When 5 g of calcium is burnt in 2 g of oxygen, then 7 g of calcium oxide is produced. What mass of calcium oxide will be produced when 5 g of calcium is burnt in 20 g of oxygen? Which law of chemical combination will govern your answer?

In an experiment, 4.90 g of copper oxide was obtained form 3.92 g of copper. In another experiment, 4.55 g of copper oxide gave, on reduction, 3.64 g of copper. Show with the help of calculations that these figures verify the law of constant proportions.

Magnesium and oxygen combine in the ratio of 3 : 2 by mass to form magnesium oxide. What mass of oxygen gas would be required to react completely with 24 h of magnesium?

A liquid compound X of molecular mass 18 u can be obtained from a number of natural sources. All the animals and plants need liquid X for their survival. When an electric current is passed through 200 grams of pure liquid X under suitable conditions, then 178 grams of gas Y and 22 grams of gas Z are produced. Gas Y is produced at the positive electrode whereas gas Z is obtained at the negative electrode. Moreover, gas Y supports combustion whereas gas Z burns itself causing explosions.

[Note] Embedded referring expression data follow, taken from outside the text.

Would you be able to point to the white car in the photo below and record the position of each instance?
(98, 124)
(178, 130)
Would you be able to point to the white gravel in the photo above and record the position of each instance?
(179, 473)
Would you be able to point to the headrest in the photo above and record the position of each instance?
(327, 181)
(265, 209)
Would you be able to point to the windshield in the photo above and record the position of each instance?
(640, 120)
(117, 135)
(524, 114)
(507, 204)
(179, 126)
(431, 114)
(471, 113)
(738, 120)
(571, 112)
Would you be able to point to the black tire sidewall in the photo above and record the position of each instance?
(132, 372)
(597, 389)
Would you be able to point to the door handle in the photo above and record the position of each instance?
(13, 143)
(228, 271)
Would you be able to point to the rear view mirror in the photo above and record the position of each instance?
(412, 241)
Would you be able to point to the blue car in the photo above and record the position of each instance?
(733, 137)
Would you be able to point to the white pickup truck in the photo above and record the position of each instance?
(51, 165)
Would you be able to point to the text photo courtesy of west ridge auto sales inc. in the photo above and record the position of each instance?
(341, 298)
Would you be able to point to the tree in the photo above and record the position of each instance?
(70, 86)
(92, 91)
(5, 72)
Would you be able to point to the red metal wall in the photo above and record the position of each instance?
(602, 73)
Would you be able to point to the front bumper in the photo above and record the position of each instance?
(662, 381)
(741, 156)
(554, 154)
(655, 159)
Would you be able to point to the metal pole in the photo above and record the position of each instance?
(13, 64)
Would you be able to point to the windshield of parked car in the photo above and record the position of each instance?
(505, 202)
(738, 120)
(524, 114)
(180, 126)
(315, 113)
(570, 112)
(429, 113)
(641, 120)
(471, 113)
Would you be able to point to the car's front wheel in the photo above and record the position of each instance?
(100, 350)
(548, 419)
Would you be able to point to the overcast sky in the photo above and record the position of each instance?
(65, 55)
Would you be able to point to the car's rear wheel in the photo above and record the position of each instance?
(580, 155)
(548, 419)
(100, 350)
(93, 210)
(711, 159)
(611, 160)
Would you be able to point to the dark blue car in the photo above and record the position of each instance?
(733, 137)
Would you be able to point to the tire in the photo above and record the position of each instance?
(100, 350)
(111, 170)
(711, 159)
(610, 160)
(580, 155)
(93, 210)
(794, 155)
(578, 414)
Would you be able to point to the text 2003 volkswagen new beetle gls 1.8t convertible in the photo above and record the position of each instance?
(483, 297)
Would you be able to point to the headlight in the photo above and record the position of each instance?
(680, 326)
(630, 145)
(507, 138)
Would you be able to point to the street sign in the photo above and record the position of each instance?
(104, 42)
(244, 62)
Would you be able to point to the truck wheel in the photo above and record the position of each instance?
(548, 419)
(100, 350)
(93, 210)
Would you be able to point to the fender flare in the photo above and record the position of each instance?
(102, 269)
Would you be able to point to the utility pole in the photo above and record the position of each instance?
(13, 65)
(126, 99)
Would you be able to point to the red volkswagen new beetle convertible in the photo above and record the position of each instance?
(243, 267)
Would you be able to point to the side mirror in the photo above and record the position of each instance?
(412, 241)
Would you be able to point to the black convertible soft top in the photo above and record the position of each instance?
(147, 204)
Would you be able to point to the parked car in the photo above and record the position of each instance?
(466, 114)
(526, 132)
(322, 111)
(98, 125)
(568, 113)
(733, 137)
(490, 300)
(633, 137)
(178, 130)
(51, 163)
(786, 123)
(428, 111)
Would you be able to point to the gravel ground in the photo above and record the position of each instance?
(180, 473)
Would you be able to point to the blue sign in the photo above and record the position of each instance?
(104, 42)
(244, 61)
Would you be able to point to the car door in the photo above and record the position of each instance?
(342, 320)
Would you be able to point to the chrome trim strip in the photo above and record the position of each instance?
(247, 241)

(a) Name (i) liquid X (ii) gas Y, and (iii) gas Z

(b) What is the ratio to the mass of element Z to the mass of element Y in the liquid X?

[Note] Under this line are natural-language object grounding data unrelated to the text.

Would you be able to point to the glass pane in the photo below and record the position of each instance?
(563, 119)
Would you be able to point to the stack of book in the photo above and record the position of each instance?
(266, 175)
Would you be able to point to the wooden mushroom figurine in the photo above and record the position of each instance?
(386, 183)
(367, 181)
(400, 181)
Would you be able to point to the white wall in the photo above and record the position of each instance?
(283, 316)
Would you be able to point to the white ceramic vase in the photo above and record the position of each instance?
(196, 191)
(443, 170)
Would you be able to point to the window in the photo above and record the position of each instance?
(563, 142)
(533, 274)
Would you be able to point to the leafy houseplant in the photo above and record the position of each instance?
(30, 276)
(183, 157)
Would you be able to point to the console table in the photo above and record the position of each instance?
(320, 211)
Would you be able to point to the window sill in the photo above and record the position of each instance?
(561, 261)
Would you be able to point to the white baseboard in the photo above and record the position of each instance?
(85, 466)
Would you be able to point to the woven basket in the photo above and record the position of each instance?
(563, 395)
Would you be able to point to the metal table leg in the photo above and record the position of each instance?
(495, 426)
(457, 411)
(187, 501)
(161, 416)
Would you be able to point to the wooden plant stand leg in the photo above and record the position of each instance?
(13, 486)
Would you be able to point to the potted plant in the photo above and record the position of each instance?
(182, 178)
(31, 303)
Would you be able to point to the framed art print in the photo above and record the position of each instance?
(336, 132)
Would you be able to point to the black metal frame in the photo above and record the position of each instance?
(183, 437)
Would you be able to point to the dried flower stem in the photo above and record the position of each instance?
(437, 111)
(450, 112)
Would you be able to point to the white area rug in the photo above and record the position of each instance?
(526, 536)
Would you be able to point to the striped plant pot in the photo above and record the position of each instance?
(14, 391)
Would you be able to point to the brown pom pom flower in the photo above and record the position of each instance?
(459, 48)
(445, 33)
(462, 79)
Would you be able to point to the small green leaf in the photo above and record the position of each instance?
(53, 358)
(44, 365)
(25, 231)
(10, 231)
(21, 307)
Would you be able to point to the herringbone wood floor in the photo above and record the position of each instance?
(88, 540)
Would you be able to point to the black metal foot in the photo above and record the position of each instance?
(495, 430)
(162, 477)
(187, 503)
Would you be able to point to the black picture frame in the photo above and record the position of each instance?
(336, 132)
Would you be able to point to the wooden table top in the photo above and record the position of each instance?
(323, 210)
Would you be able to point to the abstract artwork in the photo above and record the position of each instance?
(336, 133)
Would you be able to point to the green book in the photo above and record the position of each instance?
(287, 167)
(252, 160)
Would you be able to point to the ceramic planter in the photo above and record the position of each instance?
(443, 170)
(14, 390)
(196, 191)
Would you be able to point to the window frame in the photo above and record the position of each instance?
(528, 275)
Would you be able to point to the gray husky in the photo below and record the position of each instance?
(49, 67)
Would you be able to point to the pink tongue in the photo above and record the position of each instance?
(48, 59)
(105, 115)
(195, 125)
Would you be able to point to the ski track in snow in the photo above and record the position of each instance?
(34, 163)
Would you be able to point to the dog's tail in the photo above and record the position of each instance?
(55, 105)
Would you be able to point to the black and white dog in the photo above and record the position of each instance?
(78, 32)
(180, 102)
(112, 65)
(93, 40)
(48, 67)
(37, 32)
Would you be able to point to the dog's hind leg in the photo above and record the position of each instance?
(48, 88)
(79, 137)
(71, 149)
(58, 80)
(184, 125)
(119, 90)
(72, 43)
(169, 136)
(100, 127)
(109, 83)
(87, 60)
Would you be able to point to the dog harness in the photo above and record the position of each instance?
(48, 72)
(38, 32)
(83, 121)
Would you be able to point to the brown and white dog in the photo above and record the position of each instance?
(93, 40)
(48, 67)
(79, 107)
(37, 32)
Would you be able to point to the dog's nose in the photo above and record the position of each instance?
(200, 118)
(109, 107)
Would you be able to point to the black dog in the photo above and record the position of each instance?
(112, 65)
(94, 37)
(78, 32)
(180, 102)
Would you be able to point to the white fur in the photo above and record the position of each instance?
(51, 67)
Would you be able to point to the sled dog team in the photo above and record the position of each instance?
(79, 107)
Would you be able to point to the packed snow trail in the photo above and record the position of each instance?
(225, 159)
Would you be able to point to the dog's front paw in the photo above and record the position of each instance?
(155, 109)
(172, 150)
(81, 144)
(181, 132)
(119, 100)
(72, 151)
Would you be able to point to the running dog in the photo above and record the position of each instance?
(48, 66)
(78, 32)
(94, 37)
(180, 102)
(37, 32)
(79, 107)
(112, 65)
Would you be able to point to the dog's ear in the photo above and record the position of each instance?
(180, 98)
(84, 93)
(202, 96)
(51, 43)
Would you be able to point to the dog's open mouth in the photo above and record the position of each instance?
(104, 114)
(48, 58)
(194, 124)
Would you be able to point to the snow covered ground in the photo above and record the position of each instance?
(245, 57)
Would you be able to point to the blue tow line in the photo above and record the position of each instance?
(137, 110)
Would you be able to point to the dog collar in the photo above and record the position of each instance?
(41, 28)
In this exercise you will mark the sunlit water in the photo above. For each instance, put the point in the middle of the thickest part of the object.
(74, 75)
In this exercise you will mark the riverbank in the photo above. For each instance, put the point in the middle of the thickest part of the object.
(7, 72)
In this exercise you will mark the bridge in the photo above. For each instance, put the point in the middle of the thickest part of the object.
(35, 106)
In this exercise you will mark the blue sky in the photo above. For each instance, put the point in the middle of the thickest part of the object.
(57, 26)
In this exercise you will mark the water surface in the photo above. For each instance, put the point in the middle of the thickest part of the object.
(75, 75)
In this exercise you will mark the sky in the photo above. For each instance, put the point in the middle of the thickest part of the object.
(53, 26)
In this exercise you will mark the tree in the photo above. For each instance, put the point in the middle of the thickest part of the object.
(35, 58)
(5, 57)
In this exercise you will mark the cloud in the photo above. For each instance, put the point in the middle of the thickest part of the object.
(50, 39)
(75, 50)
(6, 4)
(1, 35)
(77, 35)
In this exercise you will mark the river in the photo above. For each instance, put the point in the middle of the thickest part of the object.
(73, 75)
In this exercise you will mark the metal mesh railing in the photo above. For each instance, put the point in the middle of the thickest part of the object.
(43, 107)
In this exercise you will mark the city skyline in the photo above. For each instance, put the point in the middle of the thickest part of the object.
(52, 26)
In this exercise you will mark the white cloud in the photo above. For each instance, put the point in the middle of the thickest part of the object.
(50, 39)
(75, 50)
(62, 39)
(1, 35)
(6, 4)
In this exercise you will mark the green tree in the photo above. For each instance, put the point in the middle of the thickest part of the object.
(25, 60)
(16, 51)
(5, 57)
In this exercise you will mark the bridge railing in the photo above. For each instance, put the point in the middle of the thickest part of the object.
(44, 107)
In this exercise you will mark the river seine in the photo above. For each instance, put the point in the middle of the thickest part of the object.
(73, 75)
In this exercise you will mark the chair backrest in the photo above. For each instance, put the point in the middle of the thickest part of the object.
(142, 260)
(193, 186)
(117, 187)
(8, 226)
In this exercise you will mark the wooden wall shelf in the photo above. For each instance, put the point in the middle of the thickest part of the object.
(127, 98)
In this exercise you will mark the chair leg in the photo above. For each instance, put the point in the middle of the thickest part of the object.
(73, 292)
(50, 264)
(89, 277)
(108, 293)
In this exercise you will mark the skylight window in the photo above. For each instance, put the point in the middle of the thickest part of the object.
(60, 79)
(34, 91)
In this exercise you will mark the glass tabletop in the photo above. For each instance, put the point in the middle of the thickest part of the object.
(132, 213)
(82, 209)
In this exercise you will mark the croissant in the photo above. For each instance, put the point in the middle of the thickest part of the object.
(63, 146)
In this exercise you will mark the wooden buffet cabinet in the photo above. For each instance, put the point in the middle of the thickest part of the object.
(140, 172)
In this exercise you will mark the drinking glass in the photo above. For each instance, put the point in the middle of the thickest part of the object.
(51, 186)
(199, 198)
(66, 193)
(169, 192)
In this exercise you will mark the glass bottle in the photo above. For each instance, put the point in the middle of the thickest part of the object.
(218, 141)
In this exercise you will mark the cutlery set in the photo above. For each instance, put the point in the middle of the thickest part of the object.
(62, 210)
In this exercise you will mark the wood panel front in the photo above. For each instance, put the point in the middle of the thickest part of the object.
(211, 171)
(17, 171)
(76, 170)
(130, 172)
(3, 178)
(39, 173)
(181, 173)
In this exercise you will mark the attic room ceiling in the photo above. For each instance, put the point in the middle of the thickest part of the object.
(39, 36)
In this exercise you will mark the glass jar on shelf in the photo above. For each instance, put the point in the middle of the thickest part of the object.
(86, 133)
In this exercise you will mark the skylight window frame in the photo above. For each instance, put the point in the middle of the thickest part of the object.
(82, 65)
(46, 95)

(c) Which law of chemical combination is illustrated by this example?

(d) Name two sources of liquid X.

(e) State an important use of Y in our life.

One of the forms of a naturally occurring solid compound P is usually used for making the floors of houses. On adding a few drops of dilute hydrochloric acid to P, brisk effervescence are produced. When 50 g of reactant P was heated strongly, than 22 g of a gas Q and 28 g of a solid R were produced as products. Gas Q is the same which produced brisk effervescence on adding dilute HCl to P. Gas Q is said to cause global warming whereas solid R is used for white-washing.

(a) What is (i) solid P (ii) gas Q, and (iii) solid R.

(b) What is the total mass of Q and R obtained from 50 g of P?

(c) How does the total mass of Q and R formed compare with the mass of P taken?

(d) What conclusion do you get from the comparison of masses of products and reactant?

(e) Which law of chemical combination is illustrated by the example given in this problem?